Pairwise sequence alignments
Go to parent Basic bioinformatics concepts, databases and tools#Exercises_during_the_training
Pairwise sequence comparison is widely used in sequence analysis. We can discern three approaches:
Contents
Dynamic programming: global and local approaches
An optimal alignment can be calculated, if you provide a scoring scheme (for matches and mismatches) and a way to deal with gaps (gap penalty and gap extension scores). Two popular algorithms for this differ in the way they align the sequences: either they make the ends of the sequences match (global alignment) or they don't require the ends of the sequences to match (local alignment).
Exercise 1: MYOD1
We will compare the MyoD1 proteins of several species: human, mouse and fruitfly. We can compare them pairwise. The MyoD1 gene plays a role in the differentiation of myoblasts and its protein product contains a DNA-binding helix-loop-helix motif (see module 3).
Go to the EBI's pairwise alignment tools website. This page gives you access to the EMBOSS programs needle and water (which implement, as you might guess, the Needleman-Wunsch and the Smith-Waterman algorithms).
Use needle (global alignment) to align the human and mouse MyoD1.
- Upload or paste human MYOD1 and mouse MYOD1 into the upload boxes
For the moment, we will go with the default settings for scoring matrix, gap opening penalty and gap extension penalty. - Click Submit
The results are what we expected: the two homologous sequences are nicely aligned over the complete length.
Important parameters can be found in the header of the file:
- The scoring scheme that was used (substitution matrix, gap opening penalty, gap extension penalty)

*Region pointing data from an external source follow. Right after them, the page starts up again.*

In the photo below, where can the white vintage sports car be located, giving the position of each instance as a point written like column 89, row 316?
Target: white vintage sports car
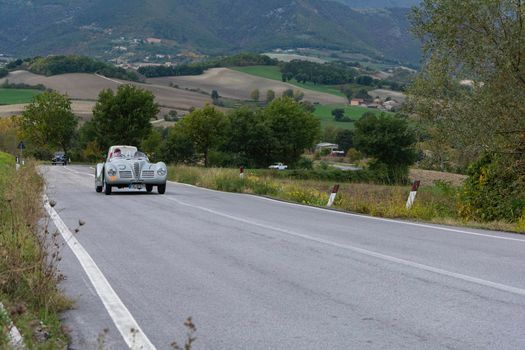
column 126, row 167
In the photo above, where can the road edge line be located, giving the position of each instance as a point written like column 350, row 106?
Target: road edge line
column 376, row 218
column 371, row 253
column 126, row 324
column 16, row 341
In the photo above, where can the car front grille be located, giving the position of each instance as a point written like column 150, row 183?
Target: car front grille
column 136, row 169
column 148, row 174
column 125, row 174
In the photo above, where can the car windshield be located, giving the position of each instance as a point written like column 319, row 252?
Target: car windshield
column 140, row 155
column 124, row 152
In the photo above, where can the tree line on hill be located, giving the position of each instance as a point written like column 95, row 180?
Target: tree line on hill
column 239, row 60
column 333, row 73
column 251, row 137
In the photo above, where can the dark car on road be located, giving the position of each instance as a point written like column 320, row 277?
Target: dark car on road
column 60, row 158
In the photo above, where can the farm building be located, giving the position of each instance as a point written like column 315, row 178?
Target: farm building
column 356, row 102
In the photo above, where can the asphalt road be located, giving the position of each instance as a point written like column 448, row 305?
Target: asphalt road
column 261, row 274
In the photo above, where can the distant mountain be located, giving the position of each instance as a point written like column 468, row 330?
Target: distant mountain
column 208, row 26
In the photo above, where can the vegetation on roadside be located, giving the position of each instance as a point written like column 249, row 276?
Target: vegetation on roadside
column 438, row 203
column 48, row 122
column 239, row 60
column 29, row 257
column 54, row 65
column 16, row 96
column 470, row 97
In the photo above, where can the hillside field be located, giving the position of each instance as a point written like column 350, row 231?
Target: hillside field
column 273, row 72
column 16, row 96
column 324, row 113
column 235, row 84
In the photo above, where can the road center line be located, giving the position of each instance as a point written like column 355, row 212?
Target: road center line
column 123, row 319
column 335, row 212
column 486, row 283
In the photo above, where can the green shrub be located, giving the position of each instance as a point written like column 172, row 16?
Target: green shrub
column 304, row 163
column 494, row 190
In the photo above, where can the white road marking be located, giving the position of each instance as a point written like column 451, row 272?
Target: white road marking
column 123, row 319
column 499, row 286
column 335, row 212
column 78, row 172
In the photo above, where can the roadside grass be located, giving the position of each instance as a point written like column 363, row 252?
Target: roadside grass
column 436, row 203
column 16, row 96
column 29, row 255
column 273, row 73
column 324, row 113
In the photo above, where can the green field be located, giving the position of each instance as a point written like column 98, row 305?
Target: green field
column 324, row 113
column 273, row 72
column 16, row 96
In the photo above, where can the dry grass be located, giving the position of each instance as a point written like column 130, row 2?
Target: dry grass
column 29, row 255
column 237, row 85
column 429, row 177
column 436, row 203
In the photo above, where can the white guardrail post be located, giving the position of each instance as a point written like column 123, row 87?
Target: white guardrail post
column 412, row 195
column 332, row 196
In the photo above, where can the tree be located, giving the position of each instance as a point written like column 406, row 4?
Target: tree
column 293, row 129
column 255, row 95
column 124, row 118
column 338, row 113
column 49, row 121
column 270, row 96
column 390, row 142
column 205, row 128
column 347, row 90
column 345, row 139
column 472, row 85
column 250, row 137
column 298, row 95
column 152, row 144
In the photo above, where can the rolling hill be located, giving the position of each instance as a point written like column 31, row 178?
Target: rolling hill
column 94, row 27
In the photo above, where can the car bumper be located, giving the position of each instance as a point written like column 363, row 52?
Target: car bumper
column 116, row 181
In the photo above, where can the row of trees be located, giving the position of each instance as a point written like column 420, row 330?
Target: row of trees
column 470, row 95
column 250, row 137
column 54, row 65
column 317, row 73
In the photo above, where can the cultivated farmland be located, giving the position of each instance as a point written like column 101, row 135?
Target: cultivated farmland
column 237, row 85
column 15, row 96
column 80, row 86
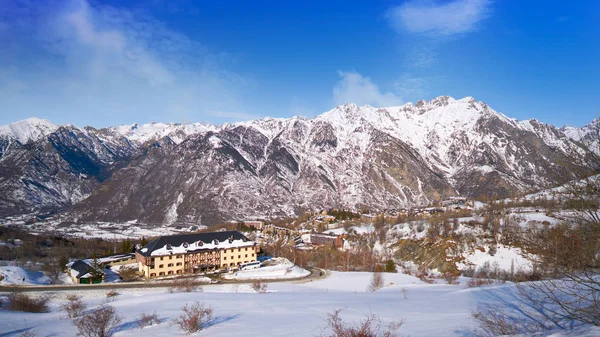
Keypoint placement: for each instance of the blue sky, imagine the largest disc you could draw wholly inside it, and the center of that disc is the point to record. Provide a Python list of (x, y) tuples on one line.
[(103, 63)]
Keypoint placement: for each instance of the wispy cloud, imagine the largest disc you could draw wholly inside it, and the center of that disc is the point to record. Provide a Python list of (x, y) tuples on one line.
[(355, 88), (89, 63), (438, 18), (412, 87)]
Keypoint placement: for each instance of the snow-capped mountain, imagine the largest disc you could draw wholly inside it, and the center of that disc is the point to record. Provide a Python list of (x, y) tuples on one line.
[(588, 134), (351, 156)]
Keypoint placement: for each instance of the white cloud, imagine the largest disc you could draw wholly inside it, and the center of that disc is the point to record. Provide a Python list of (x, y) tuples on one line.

- The length, number of identical and similar amino acids, number of inserted gaps, and similarity score of the obtained alignment
The BLOSUM62 matrix is used, although EMBOSS calls it EBLOSUM62. EMBOSS considers two amino acids similar if their corresponding value in the BLOSUM62 matrix is positive (identical amino acids are also counted as similar).
Below the header the report shows the best alignment that it could make with our parameters settings. You see that this alignment was not really difficult.
EMBOSS uses an output style where aligned amino acids are connected by: | if they are identical, : if they are positive and . otherwise.
What is the outcome of the water algorithm with default parameters to align the same sequences ? |
---|
Water calculates the optimal local alignment. Proceed in the same way as for the needle algorithm. You see that you get the same alignment. |
Of course, it gets more challenging with more divergent sequences. Download the fruitfly MyoD1 sequence.
What do you think of the needle alignment with default parameters of the human and the fruitfly MyoD protein ? |
---|
The resulting alignment should be the best alignment, but you see that a lot of gaps are introduced. Of course, this is because the best alignment depends on the parameters! |
Let's try to get a more compact alignment by fine-tuning the parameters.
What happens when you increase the gap extension penalty to 5 ? |
---|
To reduce the number of gaps, you have to adjust the gap opening and extension penalties. This is a case of trial and error. Of course you have to increase the gap penalties to prevent gaps being introduced the whole time. The resulting alignment is much nicer! A limited number of short gaps are now introduced. |
From the global alignments, it is clear that the central portion of the sequence aligns best.
Let's see what water (local alignment) tells us about these sequences.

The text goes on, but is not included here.